SK Hynix completed one of the largest foreign listings in US history. The South Korean memory chipmaker's American Depositary Receipt offering on Nasdaq attracted roughly $200 billion in investor demand for a deal worth approximately $28 billion.

The top 25 institutional accounts secured about 67% of the total ADRs. The top 10 alone secured nearly half. The offering was revised down slightly from an initial target of up to $29 billion.

SK Hynix issued 177.9 million ADRs. Each ADR represents one-tenth of a common share. The shares are expected to begin trading under the ticker SKHY around July 10, 2026.

All proceeds are earmarked for domestic manufacturing capacity in South Korea. The focus is on expanding chip fabrication capabilities at the Yongin Semiconductor Cluster. The company will also purchase cutting-edge ASML EUV scanners needed to scale high-bandwidth memory production.

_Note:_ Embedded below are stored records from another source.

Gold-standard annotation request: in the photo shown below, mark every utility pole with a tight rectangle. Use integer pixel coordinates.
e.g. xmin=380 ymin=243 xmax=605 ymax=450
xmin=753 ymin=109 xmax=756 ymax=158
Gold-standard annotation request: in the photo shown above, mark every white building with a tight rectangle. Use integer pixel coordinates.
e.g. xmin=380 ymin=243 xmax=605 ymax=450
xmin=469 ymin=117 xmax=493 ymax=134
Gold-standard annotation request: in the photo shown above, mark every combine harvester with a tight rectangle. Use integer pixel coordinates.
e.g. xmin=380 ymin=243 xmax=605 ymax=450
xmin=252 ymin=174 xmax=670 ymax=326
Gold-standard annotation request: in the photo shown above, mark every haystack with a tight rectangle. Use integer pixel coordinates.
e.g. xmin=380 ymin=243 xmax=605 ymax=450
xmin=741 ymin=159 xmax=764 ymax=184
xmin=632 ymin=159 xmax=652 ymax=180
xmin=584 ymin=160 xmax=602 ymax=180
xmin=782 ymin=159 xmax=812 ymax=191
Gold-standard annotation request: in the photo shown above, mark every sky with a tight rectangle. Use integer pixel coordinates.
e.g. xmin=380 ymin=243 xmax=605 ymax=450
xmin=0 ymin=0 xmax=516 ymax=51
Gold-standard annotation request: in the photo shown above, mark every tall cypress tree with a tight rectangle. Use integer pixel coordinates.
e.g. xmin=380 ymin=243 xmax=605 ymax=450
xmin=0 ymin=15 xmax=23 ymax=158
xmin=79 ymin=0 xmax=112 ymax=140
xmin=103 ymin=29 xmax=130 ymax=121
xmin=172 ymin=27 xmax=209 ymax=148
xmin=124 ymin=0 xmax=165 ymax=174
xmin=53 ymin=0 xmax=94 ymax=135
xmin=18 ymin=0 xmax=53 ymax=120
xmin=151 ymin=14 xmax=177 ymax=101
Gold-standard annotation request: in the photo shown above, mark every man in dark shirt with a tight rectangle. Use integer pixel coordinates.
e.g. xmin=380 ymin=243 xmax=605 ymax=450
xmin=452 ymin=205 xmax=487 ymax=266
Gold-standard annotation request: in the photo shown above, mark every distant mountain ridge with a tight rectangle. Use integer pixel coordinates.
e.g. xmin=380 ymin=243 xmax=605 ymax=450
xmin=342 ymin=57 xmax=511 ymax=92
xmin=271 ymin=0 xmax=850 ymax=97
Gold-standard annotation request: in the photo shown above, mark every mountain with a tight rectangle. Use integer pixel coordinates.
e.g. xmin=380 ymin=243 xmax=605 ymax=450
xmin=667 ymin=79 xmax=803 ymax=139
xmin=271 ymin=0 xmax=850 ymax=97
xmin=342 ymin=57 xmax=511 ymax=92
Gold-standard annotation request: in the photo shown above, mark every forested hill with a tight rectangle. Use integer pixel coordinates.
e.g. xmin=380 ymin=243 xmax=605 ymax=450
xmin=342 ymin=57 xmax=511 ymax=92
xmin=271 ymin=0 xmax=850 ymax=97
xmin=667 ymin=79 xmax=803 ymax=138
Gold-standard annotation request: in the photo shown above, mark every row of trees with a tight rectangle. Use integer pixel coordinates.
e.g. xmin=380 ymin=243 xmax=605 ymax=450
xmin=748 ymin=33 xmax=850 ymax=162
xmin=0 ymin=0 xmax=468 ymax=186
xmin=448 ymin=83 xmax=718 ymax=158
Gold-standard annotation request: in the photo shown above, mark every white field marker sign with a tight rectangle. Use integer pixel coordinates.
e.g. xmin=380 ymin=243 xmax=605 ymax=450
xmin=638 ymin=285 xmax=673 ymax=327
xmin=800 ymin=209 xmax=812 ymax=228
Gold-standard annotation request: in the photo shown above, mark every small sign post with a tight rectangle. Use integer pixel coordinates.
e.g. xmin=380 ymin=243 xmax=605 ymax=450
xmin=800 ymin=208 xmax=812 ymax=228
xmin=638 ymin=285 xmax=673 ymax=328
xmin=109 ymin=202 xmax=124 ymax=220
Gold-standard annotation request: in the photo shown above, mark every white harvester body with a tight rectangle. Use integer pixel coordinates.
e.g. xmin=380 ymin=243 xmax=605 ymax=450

SK Hynix is South Korea's second-largest memory producer and the global leader in high-bandwidth memory technology. HBM is the specialized memory that sits inside Nvidia's AI accelerators and AMD's competing products. Without HBM, the AI training infrastructure that companies are spending hundreds of billions to build simply doesn't work.

Accessing SK Hynix shares has historically required navigating the Korean stock exchange. That created what market participants call the "Korea discount," a persistent undervaluation of Korean companies relative to global peers. This Nasdaq listing is designed to eliminate that discount.

The concentrated allocation could create interesting trading dynamics when SKHY begins trading. When a small number of large holders control a significant portion of the float, early trading can be either very stable or very volatile. The 67% concentration among the top 25 accounts means secondary market liquidity could be thinner than the headline deal size might suggest.

Samsung, SK Hynix's primary rival in HBM production, has been struggling to qualify its latest-generation HBM chips with major customers. SK Hynix's decision to invest every dollar of this offering into expanding manufacturing capacity suggests the company sees an opportunity to widen its lead.